TRACKING_SERVER_HOST = "127.0.0.1"
TRACKING_SERVER_PORT = 5000

# Установка URI для tracking и registry
mlflow.set_tracking_uri(f"http://{TRACKING_SERVER_HOST}:{TRACKING_SERVER_PORT}")
mlflow.set_registry_uri(f"http://{TRACKING_SERVER_HOST}:{TRACKING_SERVER_PORT}")

In [19]:
REGISTRY_MODEL_NAME = "baseline_model_nikolaimelnikov"

pip_requirements = '../requirements.txt' # ваш код здесь
signature = mlflow.models.infer_signature(X_test, prediction)# ваш код здесь
input_example = input_example = X_test[:10]# ваш код здесь
metadata = {'model_type': 'monthly'}# ваш код здесь

experiment = mlflow.get_experiment_by_name(EXPERIMENT_NAME)
if experiment is None:
    experiment_id = mlflow.create_experiment(EXPERIMENT_NAME)
else:
    experiment_id = experiment.experiment_id

model_path = "mlflow_baseline_model"

with mlflow.start_run(run_name=RUN_NAME, experiment_id=experiment_id) as run:
    mlflow.sklearn.log_model(pipeline, model_path, pip_requirements=pip_requirements,
                             input_example=input_example, metadata=metadata, signature=signature,
                             registered_model_name=REGISTRY_MODEL_NAME, await_registration_for=6)

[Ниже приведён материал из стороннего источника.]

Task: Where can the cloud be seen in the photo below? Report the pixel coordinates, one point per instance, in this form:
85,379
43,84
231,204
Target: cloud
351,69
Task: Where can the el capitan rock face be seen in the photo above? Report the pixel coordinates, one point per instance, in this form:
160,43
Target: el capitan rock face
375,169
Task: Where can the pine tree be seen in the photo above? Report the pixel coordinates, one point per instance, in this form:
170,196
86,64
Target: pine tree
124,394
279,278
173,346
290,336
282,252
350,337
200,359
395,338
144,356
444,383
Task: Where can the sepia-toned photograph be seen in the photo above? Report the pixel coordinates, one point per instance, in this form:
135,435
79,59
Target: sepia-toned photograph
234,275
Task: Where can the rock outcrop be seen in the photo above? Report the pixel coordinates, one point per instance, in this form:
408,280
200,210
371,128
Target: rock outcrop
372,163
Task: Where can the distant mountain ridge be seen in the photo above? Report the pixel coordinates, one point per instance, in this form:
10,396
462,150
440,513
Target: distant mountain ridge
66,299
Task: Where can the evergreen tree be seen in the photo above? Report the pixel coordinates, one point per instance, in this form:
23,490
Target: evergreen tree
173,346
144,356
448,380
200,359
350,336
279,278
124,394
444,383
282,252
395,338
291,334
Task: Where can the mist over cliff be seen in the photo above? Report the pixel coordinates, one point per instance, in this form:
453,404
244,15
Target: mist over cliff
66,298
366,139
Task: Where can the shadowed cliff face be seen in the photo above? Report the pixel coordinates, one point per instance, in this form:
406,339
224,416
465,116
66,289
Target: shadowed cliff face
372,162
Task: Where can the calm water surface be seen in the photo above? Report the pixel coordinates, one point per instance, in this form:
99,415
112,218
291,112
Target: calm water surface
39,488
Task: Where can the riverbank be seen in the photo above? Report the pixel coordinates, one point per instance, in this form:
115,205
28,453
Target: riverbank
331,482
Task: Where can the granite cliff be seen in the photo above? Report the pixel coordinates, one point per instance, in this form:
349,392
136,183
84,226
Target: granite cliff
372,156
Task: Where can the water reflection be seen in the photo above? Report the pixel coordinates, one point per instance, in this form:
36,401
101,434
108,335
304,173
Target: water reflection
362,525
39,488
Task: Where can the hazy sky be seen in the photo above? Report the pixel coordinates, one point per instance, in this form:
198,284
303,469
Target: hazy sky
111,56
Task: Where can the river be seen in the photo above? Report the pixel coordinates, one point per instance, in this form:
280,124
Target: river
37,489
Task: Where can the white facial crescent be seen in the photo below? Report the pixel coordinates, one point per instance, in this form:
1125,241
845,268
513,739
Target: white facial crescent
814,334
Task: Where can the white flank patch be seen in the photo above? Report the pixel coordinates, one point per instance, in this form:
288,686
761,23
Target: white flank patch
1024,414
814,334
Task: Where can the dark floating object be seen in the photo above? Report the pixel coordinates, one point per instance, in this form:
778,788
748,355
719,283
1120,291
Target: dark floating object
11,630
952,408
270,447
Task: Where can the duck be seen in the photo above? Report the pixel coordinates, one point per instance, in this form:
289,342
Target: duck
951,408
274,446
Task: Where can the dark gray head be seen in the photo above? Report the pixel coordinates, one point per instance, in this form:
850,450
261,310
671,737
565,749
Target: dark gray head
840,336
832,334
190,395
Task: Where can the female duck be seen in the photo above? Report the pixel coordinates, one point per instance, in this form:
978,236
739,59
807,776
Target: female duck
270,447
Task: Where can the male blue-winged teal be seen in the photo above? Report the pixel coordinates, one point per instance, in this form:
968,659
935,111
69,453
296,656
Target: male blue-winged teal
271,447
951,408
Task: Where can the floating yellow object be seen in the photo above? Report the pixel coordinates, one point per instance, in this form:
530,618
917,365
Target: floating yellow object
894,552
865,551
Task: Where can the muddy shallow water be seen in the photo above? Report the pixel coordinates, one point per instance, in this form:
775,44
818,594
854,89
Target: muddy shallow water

    # Дополнительные логгирования метрик и артефактов
    mlflow.log_metrics(metrics)
    mlflow.log_artifact("columns.txt", artifact_path="dataframe")
    mlflow.log_artifact("flat_cleaned_churn", artifact_path="dataframe")

  inputs = _infer_schema(model_input) if model_input is not None else None
Successfully registered model 'baseline_model_nikolaimelnikov'.
2024/05/06 12:34:49 INFO mlflow.tracking._model_registry.client: Waiting up to 6 seconds for model version to finish creation. Model name: baseline_model_nikolaimelnikov, version 1
Created version '1' of model 'baseline_model_nikolaimelnikov'.